Directing Traffic in the Dungeon: Communicating Intentions To Party AI

Dave Mark on June 10, 2008

This week in his column Dave Mark ponders about tricks we can use to share our thoughts with AI controlled characters. Join in the developer discussion and let him know how you think we can solve this problem.

Hey you! Keep it movin’!

“Thank you for entering the large orc dining hall. Please listen carefully as our menu has changed.

If you would like to attack the orcs in this room, press 1. If you would like to retreat, press 2. If you would like to –

If you would like your have the thief hide in shadows, press 1. If you –

If you would like the thief to hide in the shadows on the left side of the room, press 1. If you would like the thief to hide in the shadows on the right side of the room, press 2. If you would like the thief to hide in the shadows behind the large chairs on the other side of the banquet table, press 3. If you would like to hear these options ag –

Your thief will hide on the left side. If you would like him to assassinate the orc leader, press 1. If y –

Your thief has now been instructed. Whether or not he can be trusted remains to be seen.

If you would like your wizard to cast offensive spells, press 1. If you would like him to case buffs on you, press 2. If you woul –

If you would like your wizard’s offensive spells to be area of effect in nature, press 1. If you will be wading into the fray and would like your wizard to show some restraint for a change, press 2. –

Your wizard scowls at you but nods that he understands.

If you would like your paladin to attack the first orc from the left, press 1. If you would like your paladin to attack the second orc from the left, press 2. If you would like your paladin to attack the third orc from th –

You have entered a number that is not recognized, please count the orcs again. Remembering to start from the left. If you would like to hear this menu again –

You have entered a number that is not recognized, please count the orcs again. Remembering to start from the left. If you would like to hear thi –

You have entered a number that is not recognized, please count the –

We’re sorry, but you have died. Perhaps next time you should spend more time fighting and less time trying to communicate your intentions on to your party.

Thank you for using our Advanced AI Direction Interface. Good bye.”

Wow. Technology sure is nice and all… but I sure would like to talk to a human once in a while.

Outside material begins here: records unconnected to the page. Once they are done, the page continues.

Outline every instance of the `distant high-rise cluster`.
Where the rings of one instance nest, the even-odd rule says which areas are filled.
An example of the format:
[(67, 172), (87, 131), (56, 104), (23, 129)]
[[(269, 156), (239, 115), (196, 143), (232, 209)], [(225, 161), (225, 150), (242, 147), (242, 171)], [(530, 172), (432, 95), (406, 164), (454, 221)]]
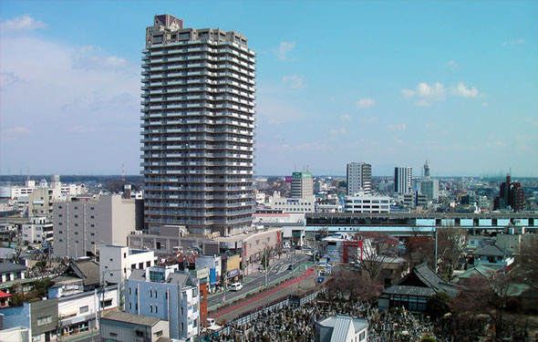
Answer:
[(292, 176), (292, 198), (314, 196), (314, 180), (310, 172), (294, 172)]
[(394, 168), (394, 192), (399, 194), (410, 192), (413, 181), (413, 169), (409, 167)]
[(525, 197), (523, 187), (519, 182), (512, 182), (510, 175), (506, 176), (506, 181), (501, 183), (499, 196), (493, 202), (493, 210), (512, 209), (513, 211), (523, 210)]
[(372, 165), (366, 162), (350, 162), (347, 171), (347, 193), (353, 196), (359, 192), (372, 192)]
[(170, 15), (146, 29), (142, 158), (147, 228), (198, 233), (250, 227), (254, 57), (244, 36), (183, 28)]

The Problem with Sidekicks

For those of you that read last week’s column, “The Art of AI Sidekicks: Making Sure Robin Doesn’t Suck”, you may have seen the flurry of comments that came in. Right out of the gate, Kevin Dill (Rockstar New England) touched on something that set the direction for many of the remaining submissions. He said:

“It strikes me that if you want to do this well, then you need to crack the hard problem of discerning the player’s intent.”

This is, of course, a particularly difficult issue to even approach from a design standpoint much less solve from an algorithmic one. Setting aside the issue of trying to actually have the AI ascertain intent, let’s address the former.

What the heck does he mean?

In real life, militaries and other organized groups of people throughout thousands of years have developed ways of communicating intent. Obviously, there is the spoken word as the most direct and usually concise way of expressing something. There are other methods, however, such as hand signals. If you have seen military movies such as Saving Private Ryan, you may have seen some of these in action. (Apparently the hand signals in Saving Private Ryan and Band of Brothers came from the same military consultant, but are inaccurate since they were not in use during WWII.) (I particularly like this parody of the above hand signals.) The bottom line is, real humans have no shortage of ways to communicate either personal intent or orders to others.

As game players, we are often on the receiving end of these. Our allies will use the spoken word or even point in directions or at objects. With a little help from the UI on occasion (glowing objects or paths or on-screen directional arrows seem to cover many of the methods), we can usually ascertain what it is that we are supposed to do.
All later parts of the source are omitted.